Глава 9

Мистер Элэби был приходским священником в Крэмпсфорде, деревне в нескольких милях от Кембриджа. Он тоже в свое время стал обладателем хорошего диплома и стипендии, а впоследствии получил от университета приход, с доходностью около четырехсот фунтов в год и домом. Личный доход мистера Элэби не превышал двухсот фунтов в год. Отказавшись от членства в совете колледжа, он женился на женщине, бывшей намного моложе его, которая родила ему одиннадцать детей, из которых выжили девять – двое сыновей и семь дочерей. Две старшие дочери довольно удачно вышли замуж, но в то время, о котором я пишу, пять дочерей в возрасте между тридцатью и двадцатью двумя годами оставались незамужними, к тому же отцу приходилось пока содержать еще и обоих сыновей.
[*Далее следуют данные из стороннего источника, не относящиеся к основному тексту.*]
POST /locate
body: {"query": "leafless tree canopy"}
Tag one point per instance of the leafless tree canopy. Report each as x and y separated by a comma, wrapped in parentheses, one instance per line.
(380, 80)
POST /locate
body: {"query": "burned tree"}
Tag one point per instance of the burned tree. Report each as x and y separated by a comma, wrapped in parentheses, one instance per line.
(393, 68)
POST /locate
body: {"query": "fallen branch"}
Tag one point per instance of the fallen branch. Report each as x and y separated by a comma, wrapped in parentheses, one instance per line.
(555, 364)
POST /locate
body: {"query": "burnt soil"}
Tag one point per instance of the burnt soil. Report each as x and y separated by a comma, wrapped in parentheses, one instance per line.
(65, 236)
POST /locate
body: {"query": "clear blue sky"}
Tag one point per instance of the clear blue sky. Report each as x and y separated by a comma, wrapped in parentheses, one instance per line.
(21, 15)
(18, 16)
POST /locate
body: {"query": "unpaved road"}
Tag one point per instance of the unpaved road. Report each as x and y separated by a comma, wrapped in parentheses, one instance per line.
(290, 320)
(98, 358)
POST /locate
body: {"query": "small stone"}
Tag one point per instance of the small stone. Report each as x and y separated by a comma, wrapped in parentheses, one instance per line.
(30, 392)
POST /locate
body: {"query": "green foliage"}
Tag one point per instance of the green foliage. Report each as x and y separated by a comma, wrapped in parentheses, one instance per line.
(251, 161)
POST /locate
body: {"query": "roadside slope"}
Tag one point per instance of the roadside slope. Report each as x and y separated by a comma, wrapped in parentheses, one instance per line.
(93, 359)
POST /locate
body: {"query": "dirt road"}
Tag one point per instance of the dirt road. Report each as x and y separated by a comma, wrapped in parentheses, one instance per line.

Понятно, случись что-то с мистером Элэби, семейство оказалось бы в бедственном положении, и эта перспектива внушала мистеру и миссис Элэби такую тревогу, какую и должна была внушать.
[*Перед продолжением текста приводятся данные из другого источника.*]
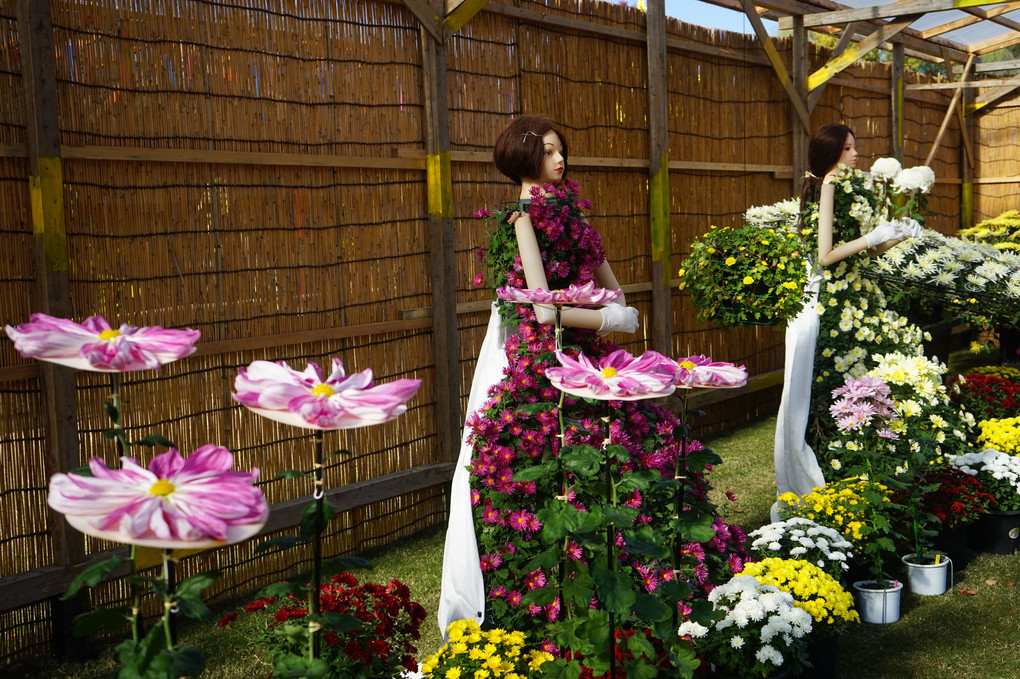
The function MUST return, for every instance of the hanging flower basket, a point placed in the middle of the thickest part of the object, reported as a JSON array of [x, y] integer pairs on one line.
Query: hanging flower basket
[[750, 275]]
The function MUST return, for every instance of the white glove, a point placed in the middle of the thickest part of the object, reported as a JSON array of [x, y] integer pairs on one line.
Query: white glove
[[909, 228], [887, 230], [615, 317]]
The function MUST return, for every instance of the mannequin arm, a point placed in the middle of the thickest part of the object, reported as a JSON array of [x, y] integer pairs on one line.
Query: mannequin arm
[[534, 274], [827, 255]]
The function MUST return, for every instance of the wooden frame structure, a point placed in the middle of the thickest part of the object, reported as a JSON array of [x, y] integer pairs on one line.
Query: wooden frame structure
[[863, 30]]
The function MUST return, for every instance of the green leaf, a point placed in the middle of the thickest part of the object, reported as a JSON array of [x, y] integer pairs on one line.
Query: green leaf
[[102, 618], [153, 439], [546, 559], [615, 590], [536, 408], [340, 622], [582, 461], [281, 542], [184, 662], [649, 608], [536, 472], [92, 575]]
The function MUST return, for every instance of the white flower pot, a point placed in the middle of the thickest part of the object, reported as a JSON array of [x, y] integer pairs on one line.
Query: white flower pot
[[927, 579], [877, 606]]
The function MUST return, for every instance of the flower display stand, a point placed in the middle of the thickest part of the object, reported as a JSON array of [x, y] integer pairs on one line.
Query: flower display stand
[[953, 543], [880, 607], [997, 532], [926, 579]]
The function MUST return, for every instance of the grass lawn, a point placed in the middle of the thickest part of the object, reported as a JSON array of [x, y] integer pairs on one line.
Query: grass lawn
[[964, 636]]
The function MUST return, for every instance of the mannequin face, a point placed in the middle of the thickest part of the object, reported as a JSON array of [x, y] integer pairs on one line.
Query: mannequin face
[[849, 157], [553, 162]]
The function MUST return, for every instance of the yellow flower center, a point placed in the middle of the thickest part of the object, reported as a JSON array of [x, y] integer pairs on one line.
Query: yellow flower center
[[323, 390], [162, 487]]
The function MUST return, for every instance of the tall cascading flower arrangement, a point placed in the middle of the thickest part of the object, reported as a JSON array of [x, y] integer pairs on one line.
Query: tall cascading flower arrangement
[[617, 376], [175, 503], [687, 374], [306, 400]]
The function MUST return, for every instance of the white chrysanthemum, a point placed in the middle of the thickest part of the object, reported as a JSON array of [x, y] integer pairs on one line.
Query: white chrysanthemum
[[885, 168]]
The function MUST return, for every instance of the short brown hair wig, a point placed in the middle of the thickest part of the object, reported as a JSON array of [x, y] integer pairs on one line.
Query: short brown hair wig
[[518, 148]]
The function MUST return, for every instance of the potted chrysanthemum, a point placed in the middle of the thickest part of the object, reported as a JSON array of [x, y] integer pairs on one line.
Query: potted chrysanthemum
[[759, 631], [472, 651], [749, 275], [999, 530], [816, 591]]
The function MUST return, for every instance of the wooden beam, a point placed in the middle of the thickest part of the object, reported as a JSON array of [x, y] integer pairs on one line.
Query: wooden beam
[[961, 85], [429, 17], [891, 10], [988, 98], [848, 35], [794, 91], [950, 111], [857, 51], [52, 290], [446, 351], [458, 16], [896, 94], [658, 177], [964, 127]]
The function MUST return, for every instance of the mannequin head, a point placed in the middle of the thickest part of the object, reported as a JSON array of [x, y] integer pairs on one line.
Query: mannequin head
[[828, 147], [521, 149]]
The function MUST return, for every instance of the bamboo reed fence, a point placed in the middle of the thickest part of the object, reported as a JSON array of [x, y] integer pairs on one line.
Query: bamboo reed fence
[[257, 170]]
Читатель, имел ли ты когда-либо доход, который и в лучшую-то пору был отнюдь небольшим, а в случае твоей смерти и вовсе бы исчез, за исключением двухсот фунтов в год? Имел ли ты при этом двоих сыновей, которым нужно было как-то помочь встать на ноги, и пятерых незамужних дочерей, которым ты был бы чрезвычайно счастлив найти мужей, если бы знал, как это сделать? Если нравственность – это то, что в итоге приносит человеку покой на склоне лет (если, то есть, это – не полный обман), можешь ли ты в подобных обстоятельствах льстить себя мыслью, что вел нравственную жизнь?
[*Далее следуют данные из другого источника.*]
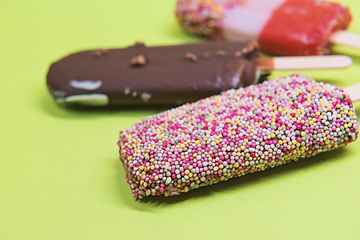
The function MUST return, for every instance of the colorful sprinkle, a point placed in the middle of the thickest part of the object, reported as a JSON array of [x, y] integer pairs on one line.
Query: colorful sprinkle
[[203, 17], [238, 132]]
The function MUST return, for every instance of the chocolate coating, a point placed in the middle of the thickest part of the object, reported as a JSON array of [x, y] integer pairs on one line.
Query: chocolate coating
[[152, 75]]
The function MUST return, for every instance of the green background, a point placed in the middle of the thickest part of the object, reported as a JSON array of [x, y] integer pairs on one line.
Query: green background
[[60, 177]]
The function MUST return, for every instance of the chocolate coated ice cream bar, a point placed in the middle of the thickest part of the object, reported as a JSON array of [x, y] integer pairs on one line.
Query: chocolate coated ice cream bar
[[152, 75], [171, 75]]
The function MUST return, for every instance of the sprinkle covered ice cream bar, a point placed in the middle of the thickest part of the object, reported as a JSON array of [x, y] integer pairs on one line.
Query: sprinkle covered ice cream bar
[[238, 132], [282, 27]]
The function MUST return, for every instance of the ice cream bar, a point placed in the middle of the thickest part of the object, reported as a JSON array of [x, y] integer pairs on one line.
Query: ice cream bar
[[281, 27], [153, 75], [166, 75], [238, 132]]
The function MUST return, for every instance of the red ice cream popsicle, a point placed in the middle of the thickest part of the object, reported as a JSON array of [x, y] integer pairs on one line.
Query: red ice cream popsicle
[[282, 27]]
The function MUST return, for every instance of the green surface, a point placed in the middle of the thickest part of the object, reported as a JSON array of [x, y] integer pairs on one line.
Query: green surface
[[59, 170]]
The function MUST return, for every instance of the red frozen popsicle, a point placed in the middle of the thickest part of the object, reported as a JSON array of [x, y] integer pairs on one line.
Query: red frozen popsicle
[[282, 27]]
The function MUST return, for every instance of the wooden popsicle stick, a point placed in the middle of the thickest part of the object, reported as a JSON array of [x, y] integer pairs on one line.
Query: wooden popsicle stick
[[354, 92], [345, 38], [304, 62]]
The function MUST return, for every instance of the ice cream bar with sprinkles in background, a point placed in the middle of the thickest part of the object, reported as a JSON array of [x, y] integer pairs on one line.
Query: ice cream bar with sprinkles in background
[[238, 132], [140, 75]]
И это притом даже, что твоя жена была такой хорошей женщиной, что так и не наскучила тебе и не впала в такую болезненность, которая подорвала бы и твое собственное здоровье вследствие нераздельности вашего союза; и притом даже, что твои дети выросли крепкими, дружелюбными и наделенными здравым смыслом. Я знаю многих пожилых мужчин и женщин, слывущих высоконравственными, но живущих с супругами, которых давно разлюбили, или имеющих безобразных незамужних дочерей с тяжелым характером, которым так и не смогли найти мужей – дочерей, которых они терпеть не могут и которые втайне терпеть не могут их, или имеющих сыновей, чья глупость и сумасбродство служат для них вечным источником тревог и мучений. Нравственно ли со стороны человека взваливать на себя такое? Кто-то должен сделать для морали то, что этот старый лицемер Бэкон, по его горделивому заявлению, сделал для науки.

Но вернемся к мистеру и миссис Элэби. Миссис Элэби говорила о замужестве двух своих дочерей так, словно это было самым легким делом на свете. Она говорила так потому, что слышала, как другие матери так говорят, но в глубине души не понимала, как ей это удалось, да и было ли это вообще делом ее рук. Сначала появился молодой человек, в отношении которого она намеревалась осуществить некоторые маневры, каковые репетировала в воображении множество раз, но так и не нашла возможным применить на практике. Затем последовали недели надежд, опасений и маленьких уловок, которые всякий раз оказывались неблагоразумными, но как бы то ни было, в конце концов, молодой человек пал к ногам ее дочери, сраженный стрелой прямо в сердце. Это показалось ей такой неожиданной удачей, на повторение которой она очень мало могла надеяться. И все же удача повторилась еще раз и могла, возможно, при счастливом стечении обстоятельств повториться еще один раз – но не пять же раз подряд!.. Это было ужасно: да она скорее предпочла бы еще три раза претерпеть роды, чем пройти через все эти испытания с выдачей замуж еще хоть одной из дочерей.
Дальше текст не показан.